Hidden Worlds: Dynamical Architecture Predictions of Undetected Planets in Multi-planet Systems and Applications to TESS Systems
Jeremy Dietrich, Daniel Apai

TL;DR
This paper introduces a statistical model to predict undetected planets in multi-planet systems, enhancing our understanding of planetary architectures and guiding future observations, especially in TESS systems.
Contribution
The paper presents a novel population-based model capable of predicting multiple undetected planets, including non-transiting ones, in multi-planet systems.
Findings
Model's orbital period predictions are robust to perturbations of a few percent.

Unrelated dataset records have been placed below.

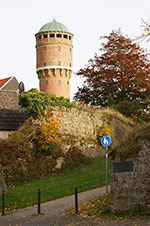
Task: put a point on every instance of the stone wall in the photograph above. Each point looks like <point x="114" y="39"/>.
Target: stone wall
<point x="130" y="188"/>
<point x="5" y="134"/>
<point x="79" y="128"/>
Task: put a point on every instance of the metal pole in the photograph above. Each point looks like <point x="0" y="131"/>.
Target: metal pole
<point x="39" y="202"/>
<point x="76" y="200"/>
<point x="3" y="202"/>
<point x="106" y="169"/>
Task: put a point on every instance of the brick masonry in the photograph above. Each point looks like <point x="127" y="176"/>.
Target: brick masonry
<point x="54" y="63"/>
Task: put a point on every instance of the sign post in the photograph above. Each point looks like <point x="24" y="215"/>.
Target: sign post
<point x="106" y="140"/>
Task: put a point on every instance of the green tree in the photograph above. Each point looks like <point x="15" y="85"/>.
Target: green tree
<point x="120" y="72"/>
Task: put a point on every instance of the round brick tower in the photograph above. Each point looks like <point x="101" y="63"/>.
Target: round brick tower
<point x="54" y="58"/>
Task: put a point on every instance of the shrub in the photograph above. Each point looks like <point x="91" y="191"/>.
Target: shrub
<point x="47" y="137"/>
<point x="35" y="103"/>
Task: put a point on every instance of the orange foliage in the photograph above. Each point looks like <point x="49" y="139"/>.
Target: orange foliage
<point x="48" y="133"/>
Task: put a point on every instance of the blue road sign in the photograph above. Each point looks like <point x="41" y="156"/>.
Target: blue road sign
<point x="106" y="140"/>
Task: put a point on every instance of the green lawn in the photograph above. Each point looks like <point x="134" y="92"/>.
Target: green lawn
<point x="84" y="177"/>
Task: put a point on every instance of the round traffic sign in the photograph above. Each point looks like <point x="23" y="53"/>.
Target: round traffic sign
<point x="106" y="140"/>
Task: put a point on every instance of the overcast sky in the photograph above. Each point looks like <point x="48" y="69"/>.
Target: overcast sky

Application to TESS systems yields prioritized targets for follow-up searches.
Predictions improve detection strategies for hidden exoplanets.
Abstract
Multi-planet systems produce a wealth of information for exoplanet science, but our understanding of planetary architectures is incomplete. Probing these systems further will provide insight into orbital architectures and formation pathways. Here we present a model to predict previously undetected planets in these systems via population statistics. The model considers both transiting and non-transiting planets, and can test the addition of more than one planet. Our tests show the model's orbital period predictions are robust to perturbations in system architectures on the order of a few percent, much larger than current uncertainties. Applying it to the multi-planet systems from TESS provides a prioritized list of targets, based on predicted transit depth and probability, for archival searches and for guiding ground-based follow-up observations hunting for hidden planets.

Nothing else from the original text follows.